Vinegar, indispensable to sushi, was first made in Mesopotamia, around 5000 BC. It was also used as a medicine, a preservative, and a drink to boost strength and promote wellness. Rice vinegar processing came over from China to Japan around the 4th or 5th Centuries, together with wine-making. Sushi sprinkled with sake or rice vinegar had been in existence for a long time. Some food historians say that sushi became more popular in Japan around the 9th Century as Buddhism spread. The Buddhist dietary practice of abstaining from meat meant that many Japanese people turned to fish as a dietary staple. The Japanese value the Pacific bluefin tuna as the best for sushi.
In 1606, Tokugawa Ieyasu, a Japanese military dictator, moved the capital of Japan from Kyoto to Edo, the former avatar of Tokyo. By the 19th Century, Edo had become one of the world’s largest cities, both in terms of land size and population. Here, sushi makers used a fermentation process developed in the mid-1700s, placing a layer of cooked rice seasoned with rice vinegar alongside a layer of fish. The layers were compressed in a small wooden box for two hours and then sliced into serving pieces. The new method greatly reduced the preparation time for sushi. Nigiri-zushi, the most popular form of sushi worldwide today, was a product of that age. Its colourful presentation is more an innovation of the common people than chefs catering to nobility, they say.
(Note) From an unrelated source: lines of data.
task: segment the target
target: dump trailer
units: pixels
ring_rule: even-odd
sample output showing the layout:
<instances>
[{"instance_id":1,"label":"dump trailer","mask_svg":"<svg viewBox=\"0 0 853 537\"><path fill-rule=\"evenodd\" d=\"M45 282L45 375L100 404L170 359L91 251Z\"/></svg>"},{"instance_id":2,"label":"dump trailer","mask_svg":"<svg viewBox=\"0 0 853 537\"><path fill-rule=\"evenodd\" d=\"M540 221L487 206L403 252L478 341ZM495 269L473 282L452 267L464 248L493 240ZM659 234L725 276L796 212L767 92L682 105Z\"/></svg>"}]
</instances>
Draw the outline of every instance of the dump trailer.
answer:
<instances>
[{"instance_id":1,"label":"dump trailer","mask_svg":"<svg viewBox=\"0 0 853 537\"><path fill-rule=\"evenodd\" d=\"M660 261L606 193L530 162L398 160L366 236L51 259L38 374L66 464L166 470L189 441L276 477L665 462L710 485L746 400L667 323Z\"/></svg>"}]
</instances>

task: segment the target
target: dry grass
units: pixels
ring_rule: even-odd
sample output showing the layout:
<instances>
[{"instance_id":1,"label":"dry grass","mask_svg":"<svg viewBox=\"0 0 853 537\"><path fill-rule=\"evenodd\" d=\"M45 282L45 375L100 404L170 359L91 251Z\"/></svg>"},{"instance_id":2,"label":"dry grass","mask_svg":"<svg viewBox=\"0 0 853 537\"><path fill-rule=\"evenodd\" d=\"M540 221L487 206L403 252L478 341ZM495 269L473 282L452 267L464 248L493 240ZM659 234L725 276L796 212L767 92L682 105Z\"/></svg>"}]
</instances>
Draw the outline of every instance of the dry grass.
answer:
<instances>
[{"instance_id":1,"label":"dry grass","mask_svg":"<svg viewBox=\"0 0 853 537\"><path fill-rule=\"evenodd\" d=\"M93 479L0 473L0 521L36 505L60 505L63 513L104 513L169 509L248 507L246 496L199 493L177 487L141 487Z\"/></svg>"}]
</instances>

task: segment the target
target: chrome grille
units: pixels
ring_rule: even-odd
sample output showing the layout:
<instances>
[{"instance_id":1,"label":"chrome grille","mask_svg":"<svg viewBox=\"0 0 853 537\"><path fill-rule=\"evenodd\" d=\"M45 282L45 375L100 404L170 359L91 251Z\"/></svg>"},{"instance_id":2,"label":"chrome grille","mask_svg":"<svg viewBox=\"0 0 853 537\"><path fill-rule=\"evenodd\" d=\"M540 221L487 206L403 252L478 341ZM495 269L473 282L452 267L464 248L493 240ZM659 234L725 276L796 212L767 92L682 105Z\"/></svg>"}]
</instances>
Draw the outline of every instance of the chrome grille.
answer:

In the 1820s, a man named HanayaYohei arrived in Edo. He is often considered the creator of the modern nigiri sushi. He marketed it well too, opening the first sushi stall in 1824. He took advantage of a more sophisticated speed fermentation process, adding rice vinegar and salt to freshly cooked rice and letting it stay for a few minutes. He then served the sushi in a hand-pressed fashion, topping a small ball of rice with a thin slice of raw fish, fresh from the bay. Because the fish was so fresh, there was no need to ferment or preserve it. Sushi could be made in a matter of minutes, rather than in hours or days.
Yohei’s fast food sushi proved very popular. And so nigiri became the new standard in sushi preparation. Today, sushi’s popularity in Japan has only increased by making it easy as a ‘take-away’ choice backed by the kaitan (conveyor belt sushi) restaurants which started in Osaka in the 1950s. Customers can go around with plates in their hands and pick up whatever they fancy.
Food can be a traditional preference for some; it can also be an acquired taste for others. The increasing popularity of sushi bars and restaurants in India, which also serve other items of Japanese cuisine, show how tastes are acquiring new flavours with the increase in international travel and more exposure to other cultures. More the variety, the merrier.